Following one of your links, I am pleased to see we have one of Which?’s recommended detectors.


Thanks very much for this Conversation, Avril. I was aware that some carbon monoxide detectors were better than others and had suggested that Which? should offer us some advice. Many years ago, the Which? magazine alerted me to the fact that I had a smoke detector that could be slow to react. All that was necessary was to swap the cover for one with larger holes.

Every room with a gas or solid fuel appliance should have a working carbon monoxide detector that is within date. Unlike smoke detectors, carbon monoxide detectors must be replaced periodically.


Thank you for your comments. Just to let you know that smoke alarms not wired in also have an expiry date and should be replaced accordingly.


Hi Avril – I have moved house recently and bought some new battery operated alarms because the house has only a couple of interlinked mains alarms in the hall and on the landing. The ten year life ones with non-replaceable batteries have a place to record the installation date whereas the ones that take replaceable batteries have no expiry date. My research suggests that (ionisation type) smoke alarms with replaceable batteries can continue to work for many years, though I’m not advocating this. In my previous house I had 1980 alarms in two rooms in addition to newer ones. Out of interest, I took them into the kitchen and did a toast test and they were just as sensitive as the new ones. On the other hand, it is well documented that carbon monoxide alarms must be replaced by the expiry date.

Old carbon dioxide alarms can be disposed of as electronic waste at a recycling centre but ionisation smoke alarms contain a small amount of radioactivity and should be handed to a member of staff.

Best of luck with your campaign.


Hi again, Avril – I have now seen a battery-operated smoke alarm with an expiry date, as you mentioned. I presume this is a recent change.


I was staying with friends who have a holiday let in the next village. The oil-fired Worscester-Bosch boiler was in the locked garage of the bungalow and the guests heard an alarm before the boiler locked out. What had happened was the boiler had become blocked with soot causing carbon monoxide to escape and set off the alarm. Being in a rental property, the boiler had been serviced as required and there was no danger to the guests because the boiler was not in the house.

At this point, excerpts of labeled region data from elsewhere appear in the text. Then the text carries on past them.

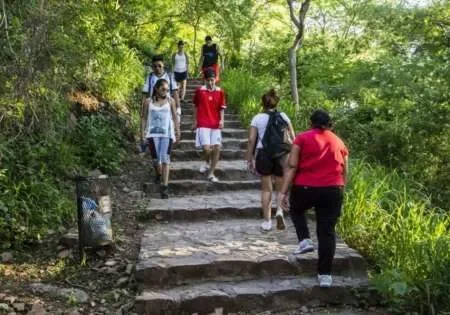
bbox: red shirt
[193,86,227,129]
[294,129,348,187]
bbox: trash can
[75,175,113,257]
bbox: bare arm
[216,45,223,69]
[140,98,149,141]
[198,47,204,73]
[288,123,295,144]
[245,126,258,162]
[170,99,181,142]
[344,156,348,184]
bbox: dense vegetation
[0,0,450,313]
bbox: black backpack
[261,110,291,159]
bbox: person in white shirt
[172,40,189,102]
[141,55,181,141]
[247,89,295,231]
[141,79,180,199]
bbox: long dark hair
[152,79,169,101]
[261,89,280,110]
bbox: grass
[222,70,450,314]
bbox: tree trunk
[287,0,311,111]
[289,47,300,111]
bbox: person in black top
[199,35,222,84]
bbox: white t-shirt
[142,72,178,96]
[250,112,291,149]
[173,53,187,72]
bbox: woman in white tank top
[141,79,180,199]
[172,40,189,102]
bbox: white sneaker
[317,275,333,288]
[200,164,209,174]
[208,175,219,183]
[294,238,314,255]
[275,208,286,230]
[261,220,272,231]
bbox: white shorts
[195,128,222,148]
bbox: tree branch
[286,0,301,28]
[2,0,17,60]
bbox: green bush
[73,113,126,173]
[0,139,76,248]
[338,161,450,313]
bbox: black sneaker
[161,185,169,199]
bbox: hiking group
[141,36,348,287]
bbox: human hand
[247,159,256,174]
[277,192,289,212]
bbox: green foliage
[73,113,126,173]
[0,139,76,248]
[339,162,450,312]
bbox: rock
[125,264,134,275]
[1,252,13,264]
[58,249,73,258]
[59,228,78,248]
[89,169,103,177]
[13,303,25,312]
[116,277,128,287]
[27,303,47,315]
[128,190,142,198]
[30,283,89,303]
[105,259,117,267]
[3,295,17,304]
[0,303,9,312]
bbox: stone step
[170,149,245,161]
[174,139,248,150]
[143,178,259,196]
[181,128,248,140]
[135,220,366,287]
[135,277,370,315]
[180,121,242,131]
[139,190,261,221]
[170,160,253,181]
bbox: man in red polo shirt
[192,69,227,183]
[278,110,348,287]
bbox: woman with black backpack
[247,89,295,231]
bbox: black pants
[290,185,343,275]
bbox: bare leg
[180,80,186,101]
[162,163,170,186]
[203,145,212,165]
[275,176,283,210]
[261,175,272,221]
[209,145,220,176]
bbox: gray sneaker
[294,238,314,255]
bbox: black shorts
[173,71,187,82]
[255,149,287,177]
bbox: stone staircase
[135,80,368,315]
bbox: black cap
[310,109,331,128]
[205,68,216,79]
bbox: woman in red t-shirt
[279,110,348,287]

My friends asked me if I could let in the gas engineer, who fired up the boiler and it burned with a yellow flame. When this happens, carbon monoxide is produced. I asked why the boiler casing had not prevented it leaking out, but apparently this can happen. The boiler was full of soot, but he cleaned it out and adjusted it so that it burned with a blue flame.

As mentioned in the introduction, a yellow or orange flame in a gas or oil appliance is a warning sign not to be ignored. As my anecdote illustrates, regular servicing is not enough. It’s a pity that modern boilers often have tiny windows that make it difficult to keep a check on the colour of the flame.


Thank you for sharing your story. We’ve always had a carbon monoxide alarm in our boys room, but I hadn’t realised that they have a definitive life time, so I will be replacing ours. We’ve just moved house and now our boiler is in the kitchen, so I will get a new CO alarm fitting in there as well.

I’ve recently installed 3 Nest smoke alarms which also all have CO alarms which gives some added peace of mind as they will also give us alerts when we’re out of the house.


My First Alert carbon monoxide detectors pre-date the Which? test but in future I will buy recommended alarms.

I paid extra for detectors with digital displays but have never seen them read anything other than zero. I would be interested to know if testing detectors by pressing the button is sufficient to check their sensitivity throughout their working life. Test aerosols are available to check carbon monoxide detectors, but at a cost. Having bought calibration gases in large quantities when I was working, it seems that someone is making a large profit.

I would like Which? to make safety related reports freely available rather than restricted to members, but at least everyone can find out which are the ‘Don’t Buys’. It is commendable that Which? has pursued the companies involved in marketing poor quality detectors.